Pavia – Solo ieri la notizia dei 200 cellulari sequestrati da inizio anno nel carcere di Foggia, dove si è dovuto ricorrere ad un maxi blitz di un centinaio di agenti penitenziari arrivati dagli istituti pugliesi. Oggi dall’altro capo d’Italia, la musica è sempre la stessa. Come in Puglia, in Lombardia le celle si trasformano in piazze di spaccio e usare i telefonini è ormai una drammatica abitudine. Negli ultimi mesi la polizia penitenziaria ha impedito l’introduzione illecita nel carcere di Pavia di smartphone e sostanze stupefacenti. Le attività di prevenzione e di repressione attuate dagli agenti hanno permesso di sequestrare una quarantina di telefoni cellulari e circa mezzo chilo di droga. Lo rende noto il segretario generale del sindacato autonomo Osapp, Leo Beneduci.
Il sindacalista in una nota ringrazia uomini e donne della polizia penitenziaria di Pavia, perché “con determinazione e spirito di servizio contribuiscono quotidianamente a garantire la sicurezza e l’ordine all’interno delle carceri italiane. Gli istituti penitenziari della penisola sono ormai diventati veri e propri hub per lo spaccio di droga e per la gestione illegale di comunicazioni attraverso dispositivi mobili – sostiene Beneduci -. Tuttavia, nonostante il numero esiguo di agenti, il personale di polizia penitenziaria continua a
garantire il proprio impegno, ottenendo risultati straordinari. Queste operazioni dimostrano ancora una volta quanto sia fondamentale il lavoro di squadra e l’importanza di un approccio professionale e diligente per contrastare fenomeni illeciti in ambito penitenziario”.

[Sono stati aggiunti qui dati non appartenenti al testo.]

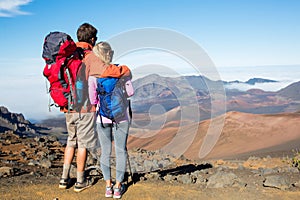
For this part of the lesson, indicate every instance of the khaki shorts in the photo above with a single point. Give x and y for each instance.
(81, 130)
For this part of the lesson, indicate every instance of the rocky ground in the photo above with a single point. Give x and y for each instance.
(30, 168)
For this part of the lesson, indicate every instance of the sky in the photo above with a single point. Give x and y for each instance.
(243, 34)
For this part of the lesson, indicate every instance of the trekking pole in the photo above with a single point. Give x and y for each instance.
(130, 172)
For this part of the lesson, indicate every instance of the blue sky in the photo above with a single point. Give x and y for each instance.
(232, 32)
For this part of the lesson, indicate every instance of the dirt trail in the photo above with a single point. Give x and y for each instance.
(141, 190)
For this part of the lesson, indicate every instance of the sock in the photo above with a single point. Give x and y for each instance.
(66, 171)
(80, 177)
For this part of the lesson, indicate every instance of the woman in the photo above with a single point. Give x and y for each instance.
(111, 130)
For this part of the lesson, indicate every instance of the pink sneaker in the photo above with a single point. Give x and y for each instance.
(108, 192)
(118, 192)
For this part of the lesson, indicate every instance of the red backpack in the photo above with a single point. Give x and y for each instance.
(65, 71)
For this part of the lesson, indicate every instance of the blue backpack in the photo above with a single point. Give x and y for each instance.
(113, 98)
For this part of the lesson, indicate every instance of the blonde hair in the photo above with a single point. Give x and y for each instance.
(104, 52)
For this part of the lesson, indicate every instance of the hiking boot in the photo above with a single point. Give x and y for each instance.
(63, 183)
(118, 192)
(108, 192)
(82, 186)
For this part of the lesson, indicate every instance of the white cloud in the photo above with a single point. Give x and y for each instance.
(9, 8)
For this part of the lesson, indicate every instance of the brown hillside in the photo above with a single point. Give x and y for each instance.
(242, 133)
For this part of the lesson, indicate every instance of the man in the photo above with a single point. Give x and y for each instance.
(80, 125)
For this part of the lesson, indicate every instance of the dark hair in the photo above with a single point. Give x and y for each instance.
(86, 32)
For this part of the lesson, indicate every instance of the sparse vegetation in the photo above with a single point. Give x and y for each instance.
(296, 160)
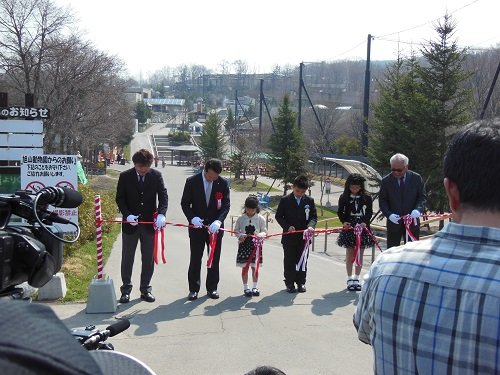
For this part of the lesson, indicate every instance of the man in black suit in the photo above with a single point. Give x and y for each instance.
(295, 211)
(136, 195)
(205, 202)
(402, 192)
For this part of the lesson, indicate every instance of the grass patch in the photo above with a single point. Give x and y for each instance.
(81, 266)
(246, 185)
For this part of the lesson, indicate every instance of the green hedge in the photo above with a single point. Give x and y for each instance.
(86, 215)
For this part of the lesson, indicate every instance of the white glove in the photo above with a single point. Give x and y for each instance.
(394, 218)
(132, 220)
(160, 221)
(197, 222)
(214, 227)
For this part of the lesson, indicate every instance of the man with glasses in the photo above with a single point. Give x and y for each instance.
(402, 193)
(136, 195)
(433, 306)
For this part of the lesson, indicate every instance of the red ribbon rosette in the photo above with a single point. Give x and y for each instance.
(358, 229)
(159, 242)
(219, 197)
(407, 221)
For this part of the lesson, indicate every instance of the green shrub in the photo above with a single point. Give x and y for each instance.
(86, 215)
(179, 137)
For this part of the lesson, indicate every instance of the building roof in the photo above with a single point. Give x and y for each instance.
(188, 148)
(158, 101)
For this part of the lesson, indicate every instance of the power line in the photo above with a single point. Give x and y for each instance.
(428, 22)
(350, 49)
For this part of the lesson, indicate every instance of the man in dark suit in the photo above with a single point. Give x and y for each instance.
(136, 195)
(402, 192)
(295, 211)
(205, 202)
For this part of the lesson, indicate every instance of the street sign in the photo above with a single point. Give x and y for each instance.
(39, 171)
(21, 126)
(21, 140)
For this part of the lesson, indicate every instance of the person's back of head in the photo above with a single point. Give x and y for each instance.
(214, 165)
(472, 166)
(265, 370)
(301, 182)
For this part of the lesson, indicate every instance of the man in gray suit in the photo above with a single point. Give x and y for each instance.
(402, 192)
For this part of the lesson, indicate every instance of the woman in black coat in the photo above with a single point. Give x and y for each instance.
(355, 207)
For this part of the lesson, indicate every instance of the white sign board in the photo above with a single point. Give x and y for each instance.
(21, 126)
(17, 153)
(39, 171)
(21, 140)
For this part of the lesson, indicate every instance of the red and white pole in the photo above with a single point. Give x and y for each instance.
(98, 234)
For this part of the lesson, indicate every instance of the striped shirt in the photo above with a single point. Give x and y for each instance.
(433, 306)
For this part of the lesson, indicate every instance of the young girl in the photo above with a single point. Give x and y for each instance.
(249, 223)
(355, 207)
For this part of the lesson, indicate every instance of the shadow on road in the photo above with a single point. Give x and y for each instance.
(332, 301)
(264, 305)
(179, 309)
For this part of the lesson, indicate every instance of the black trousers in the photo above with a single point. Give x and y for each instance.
(395, 233)
(292, 251)
(129, 245)
(198, 243)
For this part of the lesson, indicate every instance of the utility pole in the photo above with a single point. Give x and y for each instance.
(301, 83)
(366, 99)
(260, 109)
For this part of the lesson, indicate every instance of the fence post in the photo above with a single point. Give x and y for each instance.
(326, 237)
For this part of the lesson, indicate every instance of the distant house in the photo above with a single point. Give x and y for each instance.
(195, 127)
(138, 94)
(165, 105)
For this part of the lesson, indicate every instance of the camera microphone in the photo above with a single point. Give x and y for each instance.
(110, 331)
(60, 197)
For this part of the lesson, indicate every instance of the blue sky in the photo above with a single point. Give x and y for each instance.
(151, 34)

Un tema, quello dei cellulari in carcere, riemerso con forza con la maxi retata di Palermo e il colpo a Cosa Nostra dei giorni scorsi. L’allarmante fenomeno dell’uso dei telefonini dietro le sbarre. “Da anni denunciamo la presenza di centinaia di telefonini nelle carceri. L’unica soluzione – ha affermato Nicola Gratteri – è l’acquisto di jammer (dispositivi che interferiscono con le frequenze di comunicazione dei cellulari, ndr) da mettere quantomeno nelle carceri ad alta sicurezza”. Sono, infatti, sempre di più quelli che vengono sequestrati e soprattutto introdotti illegalmente nei penitenziari. Gratteri ha ricordato che nelle stesse ore di Palermo erano state arrestate ventisette persone a Napoli. Sette di queste avevano i telefonini in carcere e mandavano messaggi di morte, chiedevano la tangente o addirittura, tramite videochiamata, la moglie faceva scegliere il colore dei pantaloni al marito carcerato. Questa è la cosa più semplice, ma ci preoccupiamo invece quando dal carcere, attraverso il telefono, si inviano messaggi di morte”.